The Graph Structure¶
In the previous page, we explained how to fetch data from existing data structures. This along does not make it a 'graph' because we only have isolated 'nodes'. To navigate from one data structure to another, we need to introduce 'edges' to link 'nodes' together.
Graph Edges¶
The data structures in NOMAD
are inherently linked together.
For example, an upload is a collection of entries, an entry corresponding to an archive, a user group is a collection of users,
each user may be the owner of several uploads, etc.
Thus, it is natural to link these data structures together via special tokens.
The following figure illustrates the relationships between the data structures in NOMAD
with the special tokens highlighted.
For example, if there is an upload with ID example_upload_id
, and it has an entry with ID example_entry_id
,
the request to fetch the entry_id
and entry_create_time
of the entry, together with upload_create_time
in the upload, would look like this.
{
"uploads": {
"example_upload_id": {
"upload_create_time": {"m_request": {"directive": "plain"}},
"entries": {
"example_entry_id": {
"entry_id": {"m_request": {"directive": "plain"}},
"entry_create_time": {"m_request": {"directive": "plain"}}
}
}
}
}
}
Here it uses the special token entries
to navigate from the upload to the entry.
If needed, one can further navigate from the entry to the archive, or from the upload to the file system, etc.
This is the essence of the graph: to link data structures together via edges, allowing for complex queries and data retrieval.

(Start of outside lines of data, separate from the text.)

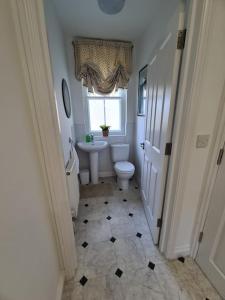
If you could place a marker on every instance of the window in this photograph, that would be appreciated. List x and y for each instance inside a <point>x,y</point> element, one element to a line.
<point>107,109</point>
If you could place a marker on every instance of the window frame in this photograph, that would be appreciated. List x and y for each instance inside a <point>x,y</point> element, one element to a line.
<point>123,113</point>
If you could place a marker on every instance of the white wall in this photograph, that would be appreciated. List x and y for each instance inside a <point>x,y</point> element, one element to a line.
<point>56,41</point>
<point>146,46</point>
<point>29,266</point>
<point>210,94</point>
<point>105,163</point>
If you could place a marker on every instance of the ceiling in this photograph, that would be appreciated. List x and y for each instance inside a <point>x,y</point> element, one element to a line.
<point>84,18</point>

It shall be noted that those 'special tokens' do not exist in the original documents stored in MongoDB
.
They are defined by the graph API to establish the relationships between the data structures.
Fuzzy Fetching¶
Imagine we start with an upload with a known ID example_upload_id
, and we want to find all entries that belong to this upload.
How can we achieve this without knowing the exact entry IDs a priori?
One can use the special key *
to represent all entries under the upload.
Thus, all entries under the upload can be fetched as follows:
{
"uploads": {
"example_upload_id": {
"entries": {
"*": {
"entry_id": {"m_request": {"directive": "plain"}},
"entry_create_time": {"m_request": {"directive": "plain"}}
}
}
}
}
}
default pagination
To avoid performance issues, the server will paginate the results by default.
To control the pagination, one can use the pagination
field in the request configuration (see below).
no universality
The *
wildcard is not universal and only works for homogeneous data.
This means it can only be used to represent upload_id
, entry_id
, dataset_id
, etc., for data that follows a fixed schema (MongoDB
).
It won't work in archives, the corresponding metainfo (definitions), and alike.
Fuzzy Query¶
The request configuration allows one to perform fuzzy queries to further filter data before fetching, via the query
and pagination
fields.
class RequestConfig(BaseModel):
# ... other fields omitted for brevity ...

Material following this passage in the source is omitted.